Quix DataLake Timeseries

Experimental Preview

This template provides early access to the Timeseries data management and queries feature of Quix DataLake. Deploy this template to test the functionality and provide feedback before it becomes fully integrated into the Quix platform.

A real-time data lake platform for streaming time-series data from Kafka into queryable storage.

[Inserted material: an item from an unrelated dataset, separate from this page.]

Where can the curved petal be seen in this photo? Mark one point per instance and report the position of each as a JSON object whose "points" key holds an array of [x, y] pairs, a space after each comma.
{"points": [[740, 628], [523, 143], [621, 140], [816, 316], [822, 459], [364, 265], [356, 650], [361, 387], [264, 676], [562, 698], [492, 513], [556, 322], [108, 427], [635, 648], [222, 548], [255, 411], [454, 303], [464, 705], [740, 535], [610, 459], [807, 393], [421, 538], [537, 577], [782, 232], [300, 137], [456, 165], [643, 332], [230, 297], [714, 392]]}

What Problem Does This Solve?

You have streaming data in Kafka (IoT sensors, events, logs, metrics) and you want to:

Store it long-term in cost-effective object storage
Query it with SQL for analytics and dashboards
Partition by time for efficient queries on time-series data

Kafka → Sink → S3/Azure/GCP (Parquet files) → Catalog → Query API
         ↓                                        ↓
    Hive partitions                          SQL via DuckDB
    (year/month/day)

Example use case:

IoT sensors publish readings to Kafka
Sink writes to s3://bucket/sensors/year=2026/month=02/day=24/*.parquet
Catalog tracks all files and partitions
Query: SELECT avg(temperature) FROM sensors WHERE year='2026' AND month='02'

In short: It's a streaming-first alternative to traditional data warehouses, optimized for time-series workloads.

Overview

Quix DataLake Timeseries is a production-ready data lake platform that enables real-time ingestion, storage, and querying of streaming data. It combines Apache Kafka for streaming, S3/Azure/GCP for object storage, Hive-partitioned Parquet for the table format, and DuckDB for blazing-fast SQL analytics.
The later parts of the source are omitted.